VecTec eliminates all of that.
How it works under the hood
The magic happens in two stages:
Stage 1 — VecTec compilation
When the Techlang compiler sees !import(arrays.vtec) as gpu,
it automatically invokes the VecTec compiler on the kernel file.
VecTec uses LLVM's NVPTX backend to compile the kernel to PTX — NVIDIA's GPU assembly language. This is the same approach used by Julia and other high-performance languages.
Stage 2 — Runtime wrapper generation
The compiler then automatically generates a C wrapper that:
- Embeds the PTX as a string constant
- Declares CUDA functions for memory allocation and kernel launching
- Wraps each kernel in a clean C function
When you call gpu.addArrays(a, b) in Techlang,
the compiler generates calls to this wrapper which handles:
- Allocating GPU memory
- Copying data to the GPU
- Launching the kernel with the right number of threads
- Waiting for completion
- Copying results back
- Freeing GPU memory
All invisible to the programmer.
Stage 3 — Linking
The compiled Techlang binary, the GPU wrapper, and the standard library all get linked together into a single native executable that runs on both CPU and GPU.
The compiler pipeline
arrays.vtec
↓
VecTec compiler (LLVM NVPTX backend)
↓
arrays.ptx (GPU assembly)
↓
Auto-generated C wrapper with embedded PTX
↓
nvcc compiles wrapper → arrays_runtime.o main.tec
↓
Techlang compiler (LLVM x86 backend)
↓
main.o main.o + arrays_runtime.o + stdlib.o
↓
gcc links everything
↓
Native binary (runs on CPU + GPU)
Both languages share the same frontend — the lexer, parser, and semantic analyzer are identical. Only the backend differs — x86 for Techlang, NVPTX for VecTec.
Building VecTec
The hardest parts were:
The NVPTX target setup
LLVM's NVPTX backend works differently from x86. Kernels need special metadata annotations to be recognized as GPU entry points, and thread ID registers are accessed through LLVM intrinsics rather than normal function calls.
The opaque pointer problem (again)
Modern LLVM uses opaque pointers which means you can't ask a pointer "what type do you point to?" — you have to track that information yourself.
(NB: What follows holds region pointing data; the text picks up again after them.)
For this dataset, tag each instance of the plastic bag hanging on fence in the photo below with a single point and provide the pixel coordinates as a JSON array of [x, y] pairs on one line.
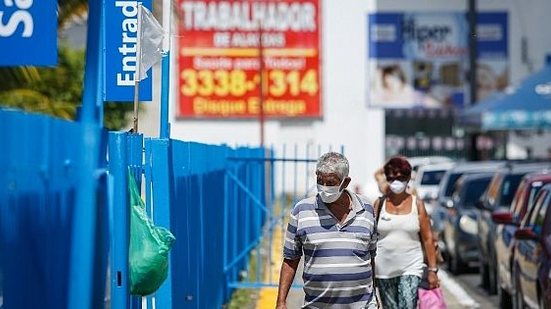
[[149, 247]]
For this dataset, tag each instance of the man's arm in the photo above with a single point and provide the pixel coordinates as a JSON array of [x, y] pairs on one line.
[[286, 276]]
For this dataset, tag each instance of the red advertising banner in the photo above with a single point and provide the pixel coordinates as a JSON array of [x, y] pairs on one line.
[[220, 72]]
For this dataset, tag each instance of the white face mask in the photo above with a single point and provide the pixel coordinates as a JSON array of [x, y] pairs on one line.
[[397, 186], [329, 194]]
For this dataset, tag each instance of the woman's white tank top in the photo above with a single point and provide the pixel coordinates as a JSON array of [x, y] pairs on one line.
[[399, 250]]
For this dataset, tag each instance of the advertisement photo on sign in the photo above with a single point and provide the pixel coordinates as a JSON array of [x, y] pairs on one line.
[[421, 59]]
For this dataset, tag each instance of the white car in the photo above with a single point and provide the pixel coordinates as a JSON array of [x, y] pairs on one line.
[[428, 178]]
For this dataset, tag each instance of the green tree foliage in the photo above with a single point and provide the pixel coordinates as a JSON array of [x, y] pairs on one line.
[[58, 91]]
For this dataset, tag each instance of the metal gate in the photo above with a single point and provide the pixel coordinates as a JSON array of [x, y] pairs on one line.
[[260, 194]]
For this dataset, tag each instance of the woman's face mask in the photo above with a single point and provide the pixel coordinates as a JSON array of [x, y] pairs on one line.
[[329, 194]]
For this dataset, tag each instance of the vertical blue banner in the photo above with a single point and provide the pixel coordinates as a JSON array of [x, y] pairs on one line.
[[28, 33], [121, 23]]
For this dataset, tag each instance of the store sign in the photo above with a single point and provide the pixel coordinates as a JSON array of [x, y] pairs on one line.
[[121, 23], [221, 44], [421, 59], [28, 32]]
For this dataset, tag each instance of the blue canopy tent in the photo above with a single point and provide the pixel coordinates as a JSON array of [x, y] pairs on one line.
[[528, 106]]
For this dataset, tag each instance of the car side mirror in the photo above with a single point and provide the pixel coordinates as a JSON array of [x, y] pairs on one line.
[[480, 205], [503, 217], [525, 234], [449, 204]]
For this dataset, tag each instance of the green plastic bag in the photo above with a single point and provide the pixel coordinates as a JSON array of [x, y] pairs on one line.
[[149, 247]]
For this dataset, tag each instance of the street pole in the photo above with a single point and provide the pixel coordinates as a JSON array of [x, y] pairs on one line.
[[471, 17], [261, 83]]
This was tricky for array parameters since the element type needs to be known when generating GEP instructions.
The CUDA API version
The CUDA driver API changed cuCtxCreate to require 4 arguments
in newer versions instead of 3.
This caused a confusing compile error that took a while to track down.
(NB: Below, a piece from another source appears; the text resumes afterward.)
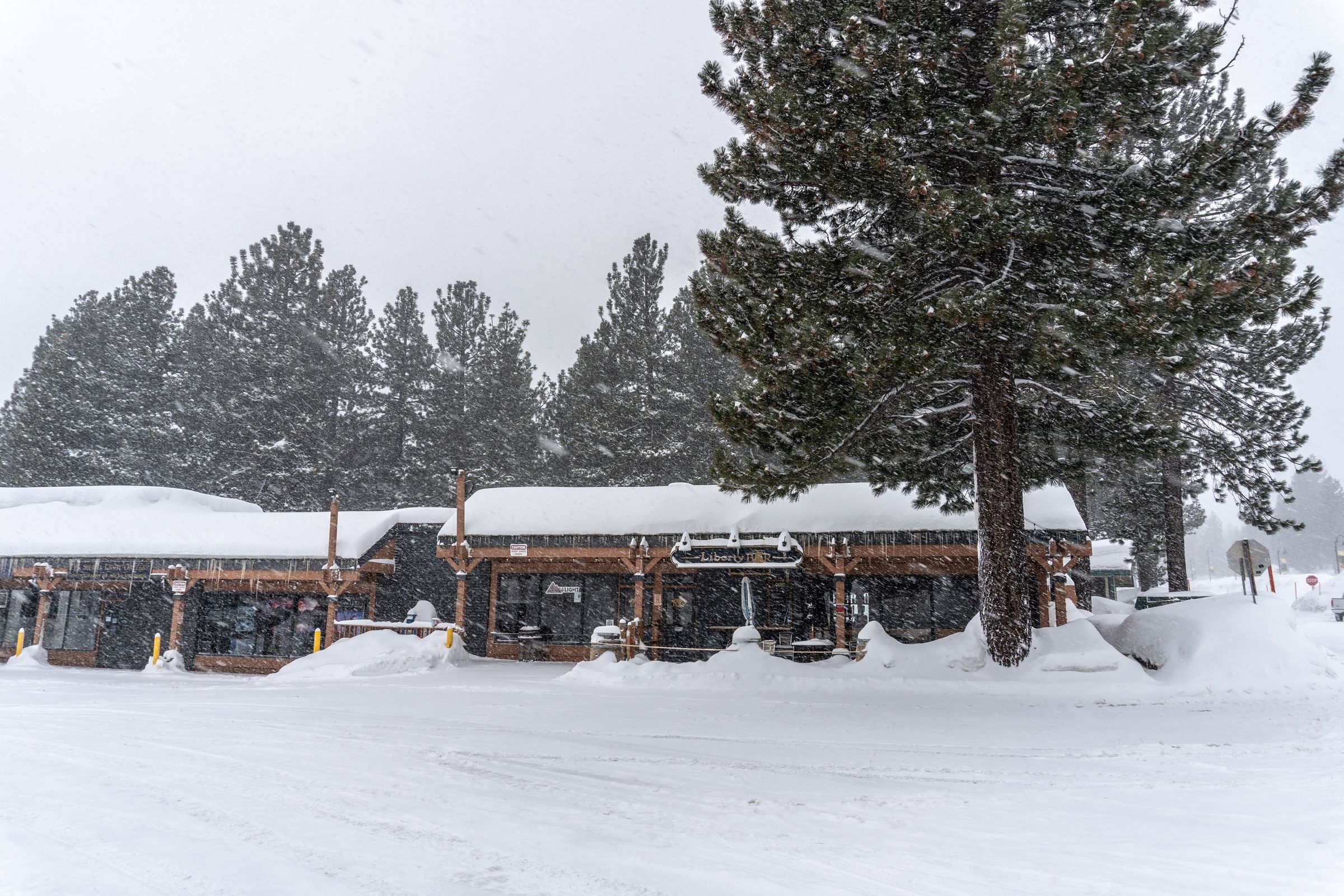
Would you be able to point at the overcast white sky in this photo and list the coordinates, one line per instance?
(523, 144)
The automatic size inference
When you call gpu.addArrays(a, b),
the compiler needs to know how many GPU threads to launch.
It automatically uses the size of the first array parameter —
so if a has 4 elements, 4 GPU threads are launched,
one per element.
The manual array zise parameter
When calling gpu.addArrays(a, b), under the hood CUDA also wants the sizes for both arrays, the actual call would be addArrays(a, aSize, b, bSize), I had to change the PTX generator to manually put the sizes when generating the function call.
What's next for VecTec?
Right now VecTec supports basic kernels with array inputs and outputs. The next steps are:
- Shared memory — fast per-thread-block memory for more complex algorithms
- 2D and 3D thread grids — for matrix operations and image processing
- More built-ins —
blockId(),blockDim()for advanced kernels - Automatic optimization — let LLVM's GPU optimizer do more work
Try it yourself
Techlang and VecTec are both open source and available on GitHub. You'll need an NVIDIA GPU and the CUDA toolkit installed.